Is Spontaneous Bacterial Peritonitis Surgical?
No, spontaneous bacterial peritonitis (SBP) is NOT a surgical condition and is treated with antibiotics alone. 1
Key Distinction: SBP vs. Secondary Peritonitis
SBP is Medical, Not Surgical
- SBP is defined as bacterial infection of ascitic fluid WITHOUT any intra-abdominal surgically treatable source of infection 2
- Treatment consists of immediate empiric antibiotics (third-generation cephalosporin such as cefotaxime 2g IV every 8 hours) plus albumin infusion 1
- Surgery is contraindicated in true SBP, as unnecessary laparotomy in cirrhotic patients increases mortality 1
- The mortality of SBP treated with antibiotics alone is similar to secondary peritonitis treated with antibiotics plus surgery 1
Secondary Peritonitis DOES Require Surgery
You must distinguish secondary bacterial peritonitis from SBP, as this condition requires surgical intervention 1
Secondary peritonitis should be suspected when:
- Multiple organisms are present on Gram stain or culture (vs. monomicrobial in SBP) 1, 2
- Ascitic PMN count is very high (often >1,000/mm³) 1
- Ascitic total protein ≥1 g/dL 1
- Ascitic LDH exceeds upper limit of normal for serum 1
- Ascitic glucose <50 mg/dL 1
- Ascitic fluid CEA >5 ng/mL or alkaline phosphatase >240 U/L (suggests gut perforation) 1
- PMN count rises despite appropriate antibiotic treatment 1
Management Algorithm for Suspected Peritonitis
When SBP is Confirmed (PMN >250/mm³, typical features):
- Start antibiotics immediately - cefotaxime 2g IV every 8 hours 1
- Administer albumin - 1.5 g/kg within 6 hours, then 1.0 g/kg on day 3 1, 3
- No surgical consultation needed 1
- Infection resolution occurs in 77-98% with antibiotics alone 1
When Secondary Peritonitis is Suspected:
- Obtain urgent CT scanning 1
- Add anaerobic coverage to third-generation cephalosporin 1
- Obtain immediate surgical consultation for laparotomy 1
- These patients have documented gut perforation or intra-abdominal abscess requiring surgical source control 1
Critical Pitfall to Avoid
The most dangerous error is performing unnecessary surgery on a patient with true SBP 1. Approximately 5% of patients initially suspected to have SBP actually have secondary peritonitis requiring surgery 1. However, the vast majority (95%) have true SBP and should receive medical management only.
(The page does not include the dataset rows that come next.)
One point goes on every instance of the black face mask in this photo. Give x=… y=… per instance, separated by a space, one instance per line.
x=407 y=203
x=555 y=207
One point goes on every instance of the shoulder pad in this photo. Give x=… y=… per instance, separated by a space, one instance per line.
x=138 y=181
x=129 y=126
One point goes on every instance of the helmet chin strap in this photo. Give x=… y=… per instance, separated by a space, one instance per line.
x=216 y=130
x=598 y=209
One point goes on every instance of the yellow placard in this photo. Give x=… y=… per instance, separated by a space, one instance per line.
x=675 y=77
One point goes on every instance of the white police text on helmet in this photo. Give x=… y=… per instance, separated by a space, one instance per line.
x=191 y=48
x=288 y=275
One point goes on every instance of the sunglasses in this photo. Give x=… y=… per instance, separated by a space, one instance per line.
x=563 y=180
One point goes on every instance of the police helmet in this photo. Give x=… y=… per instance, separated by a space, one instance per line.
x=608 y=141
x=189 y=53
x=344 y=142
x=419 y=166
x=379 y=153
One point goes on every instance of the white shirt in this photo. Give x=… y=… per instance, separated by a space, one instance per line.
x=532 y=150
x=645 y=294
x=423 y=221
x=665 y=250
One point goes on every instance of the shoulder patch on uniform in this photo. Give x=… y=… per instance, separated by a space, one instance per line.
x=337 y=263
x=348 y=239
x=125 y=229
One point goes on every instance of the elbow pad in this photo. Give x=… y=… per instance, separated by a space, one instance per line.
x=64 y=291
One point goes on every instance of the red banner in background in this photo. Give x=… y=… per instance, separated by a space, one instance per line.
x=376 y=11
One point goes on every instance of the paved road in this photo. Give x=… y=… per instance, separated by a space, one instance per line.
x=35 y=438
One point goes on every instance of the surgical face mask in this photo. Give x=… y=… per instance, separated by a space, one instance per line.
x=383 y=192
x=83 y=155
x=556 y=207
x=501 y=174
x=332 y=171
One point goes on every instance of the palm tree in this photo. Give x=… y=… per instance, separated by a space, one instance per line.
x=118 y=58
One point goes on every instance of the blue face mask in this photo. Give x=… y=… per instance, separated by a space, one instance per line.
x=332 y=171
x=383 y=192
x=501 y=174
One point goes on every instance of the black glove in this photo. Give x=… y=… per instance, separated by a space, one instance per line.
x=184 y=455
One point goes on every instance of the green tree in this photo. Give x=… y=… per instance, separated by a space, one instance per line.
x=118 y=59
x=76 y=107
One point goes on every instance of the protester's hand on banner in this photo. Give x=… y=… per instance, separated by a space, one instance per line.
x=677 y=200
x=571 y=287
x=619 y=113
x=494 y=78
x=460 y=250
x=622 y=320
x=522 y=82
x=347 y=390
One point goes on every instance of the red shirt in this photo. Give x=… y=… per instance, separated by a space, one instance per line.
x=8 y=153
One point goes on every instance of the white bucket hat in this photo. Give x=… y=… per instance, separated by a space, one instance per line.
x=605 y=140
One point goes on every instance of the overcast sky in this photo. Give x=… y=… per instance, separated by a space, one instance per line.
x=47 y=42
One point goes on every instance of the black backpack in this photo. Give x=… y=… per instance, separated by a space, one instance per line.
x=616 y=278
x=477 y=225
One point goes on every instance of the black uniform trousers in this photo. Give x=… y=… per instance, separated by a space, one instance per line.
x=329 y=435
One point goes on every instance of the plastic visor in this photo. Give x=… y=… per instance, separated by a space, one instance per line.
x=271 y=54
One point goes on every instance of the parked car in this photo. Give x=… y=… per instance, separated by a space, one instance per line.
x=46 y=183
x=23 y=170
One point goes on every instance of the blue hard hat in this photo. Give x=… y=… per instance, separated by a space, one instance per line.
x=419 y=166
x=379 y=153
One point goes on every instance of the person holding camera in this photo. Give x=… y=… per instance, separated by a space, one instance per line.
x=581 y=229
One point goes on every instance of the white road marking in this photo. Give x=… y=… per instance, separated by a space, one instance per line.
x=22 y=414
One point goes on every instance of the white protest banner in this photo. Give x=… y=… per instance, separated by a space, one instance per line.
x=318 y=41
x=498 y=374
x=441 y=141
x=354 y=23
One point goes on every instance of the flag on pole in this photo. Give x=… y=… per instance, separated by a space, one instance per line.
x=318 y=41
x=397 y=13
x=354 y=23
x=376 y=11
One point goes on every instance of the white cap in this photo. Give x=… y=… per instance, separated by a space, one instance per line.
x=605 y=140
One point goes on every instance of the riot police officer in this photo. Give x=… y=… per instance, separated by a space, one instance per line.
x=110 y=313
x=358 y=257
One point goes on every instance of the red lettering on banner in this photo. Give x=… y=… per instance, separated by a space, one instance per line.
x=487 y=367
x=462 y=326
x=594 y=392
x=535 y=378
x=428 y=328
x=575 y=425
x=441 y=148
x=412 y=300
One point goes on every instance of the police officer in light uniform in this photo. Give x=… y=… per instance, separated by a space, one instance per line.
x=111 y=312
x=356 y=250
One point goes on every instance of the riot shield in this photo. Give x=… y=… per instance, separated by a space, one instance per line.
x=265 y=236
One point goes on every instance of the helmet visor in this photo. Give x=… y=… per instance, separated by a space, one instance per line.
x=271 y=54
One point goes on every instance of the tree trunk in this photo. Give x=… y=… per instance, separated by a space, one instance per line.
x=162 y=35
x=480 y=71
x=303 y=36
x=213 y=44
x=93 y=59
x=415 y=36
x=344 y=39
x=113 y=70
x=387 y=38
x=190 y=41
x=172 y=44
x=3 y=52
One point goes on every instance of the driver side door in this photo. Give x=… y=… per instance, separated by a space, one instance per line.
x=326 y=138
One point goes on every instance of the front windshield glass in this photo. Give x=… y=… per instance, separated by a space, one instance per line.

If the clinical picture is atypical (unusual organisms, inadequate response to antibiotics, localized symptoms), repeat paracentesis at 48 hours can help distinguish secondary peritonitis from SBP 1, 3. In SBP, the PMN count drops dramatically with treatment; in secondary peritonitis, it rises despite treatment 1.